Lost Among the Stars

Home > Other > Lost Among the Stars > Page 3
Lost Among the Stars Page 3

by Paul Di Filippo


  This was the final expression of the shattering truth no one had ever revealed while we lived below, but which Odile and I quickly learned upon our last ascension.

  Up until the eleventh level, there was no sense of competition in our culture’s beauty worship, except perhaps with one’s self. I did not lose out just because X or Y was also promoted to another level. Their achievement honored Aglaia equally with mine. And all my success was grounded in my own efforts. My only rival was sloth and ineptitude, my only limits the raw genetic heritage my parents had conferred. (And I swear, I did think with gratitude from time to time of my mother’s genes, so exemplary in recombination with my never-known father’s seed, although those same dictatorial twists of inheritance had betrayed her, with that harelip and blobby nose and lips.)

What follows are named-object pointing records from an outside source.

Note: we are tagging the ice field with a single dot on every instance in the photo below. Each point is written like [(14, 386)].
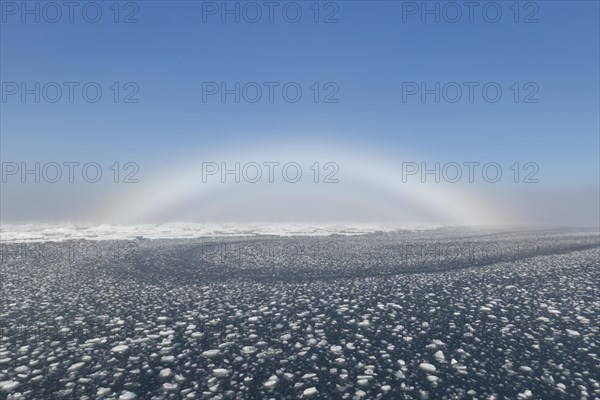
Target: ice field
[(410, 314)]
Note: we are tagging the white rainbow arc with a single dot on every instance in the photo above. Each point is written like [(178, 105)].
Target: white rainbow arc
[(360, 173)]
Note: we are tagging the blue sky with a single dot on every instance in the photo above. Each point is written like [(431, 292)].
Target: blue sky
[(367, 54)]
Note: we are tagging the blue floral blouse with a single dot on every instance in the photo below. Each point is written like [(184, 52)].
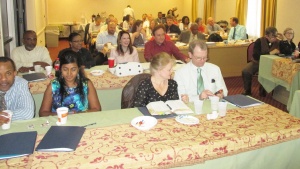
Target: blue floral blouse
[(72, 98)]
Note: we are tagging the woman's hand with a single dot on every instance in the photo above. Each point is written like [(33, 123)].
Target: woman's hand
[(185, 98)]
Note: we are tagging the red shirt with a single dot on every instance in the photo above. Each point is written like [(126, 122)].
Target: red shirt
[(152, 48), (167, 37)]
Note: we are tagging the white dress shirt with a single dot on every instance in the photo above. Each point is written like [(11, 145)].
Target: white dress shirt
[(19, 100), (240, 33), (186, 78), (104, 38)]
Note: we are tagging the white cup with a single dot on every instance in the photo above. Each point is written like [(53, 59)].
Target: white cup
[(198, 104), (214, 100), (222, 106), (109, 46), (37, 68), (48, 70), (62, 114), (112, 70), (6, 126)]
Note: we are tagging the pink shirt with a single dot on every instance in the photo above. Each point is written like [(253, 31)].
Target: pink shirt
[(133, 57)]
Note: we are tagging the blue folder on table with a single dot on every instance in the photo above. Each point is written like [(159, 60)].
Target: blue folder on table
[(17, 144), (61, 138)]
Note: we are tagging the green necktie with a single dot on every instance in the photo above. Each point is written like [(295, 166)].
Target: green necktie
[(2, 101), (200, 86)]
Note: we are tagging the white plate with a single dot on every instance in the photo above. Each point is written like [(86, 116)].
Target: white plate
[(144, 122), (97, 72), (186, 119)]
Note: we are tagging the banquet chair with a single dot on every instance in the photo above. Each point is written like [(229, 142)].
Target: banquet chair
[(130, 89)]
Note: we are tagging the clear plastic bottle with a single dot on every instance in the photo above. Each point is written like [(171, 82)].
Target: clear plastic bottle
[(56, 66)]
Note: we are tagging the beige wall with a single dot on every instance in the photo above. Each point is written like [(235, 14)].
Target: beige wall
[(66, 11), (288, 16)]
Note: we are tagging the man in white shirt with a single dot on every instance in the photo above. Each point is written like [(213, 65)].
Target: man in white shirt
[(29, 55), (192, 86), (109, 36), (237, 32), (128, 11), (212, 27), (94, 28), (14, 93)]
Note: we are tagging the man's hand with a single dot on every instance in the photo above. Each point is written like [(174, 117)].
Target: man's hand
[(187, 60), (205, 94), (25, 69), (43, 64), (185, 98), (3, 118)]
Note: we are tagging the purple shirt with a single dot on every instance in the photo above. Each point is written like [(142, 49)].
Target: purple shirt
[(152, 48)]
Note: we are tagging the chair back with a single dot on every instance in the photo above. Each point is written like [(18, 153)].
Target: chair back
[(130, 89), (250, 52), (86, 38)]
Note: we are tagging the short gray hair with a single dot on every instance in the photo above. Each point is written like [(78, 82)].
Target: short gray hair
[(200, 43)]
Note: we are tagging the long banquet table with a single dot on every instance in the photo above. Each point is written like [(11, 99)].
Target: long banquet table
[(256, 137)]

  But upon consecration to the twelfth level of Aesthetica’s pyramid—a stratospheric space more cloistered and compact than any other level, of course, a condition which helped foment a hothouse sense of competition—there was no further opportunity for any individual to reach a new plateau. We were all the cream of the crop, perfected. Those meaningless ones below us could no longer serve as our foils. We were like a drawer full of sharp, polished, gem-handled knives, with nothing to cut except each other.

  Where, then, did the competition emerge, to bedevil us aimless, high-status citizens?

  In the office of Prime Allure.

  One man, one woman, each deemed the literal apex of beauty.

  And who would judge such an honor? In the realms below, the judges had been learned men and women, preceptors of Aglaia. But here, due to the general youthfulness of the citizens elevated to the twelfth, there were no experienced judges. The award would have to be conferred by a general vote.

  And so the twelfth became a swamp of intrigue and alliances, treachery and chicanery, as we all sought the final honor.

  To my eternal shame and discredit, I plunged into the milieu and the entire process wholeheartedly, as soon as I ascertained what was what. I wanted to become the Prime Allure. It seemed to my constantly revolving brain the only possible culmination to my long journey. Or, failing that, I wanted a friend to have the success. So I enmeshed myself in a sticky web of enmity and fawning, of backbiting and exclusion, false intimacy and hardened heart.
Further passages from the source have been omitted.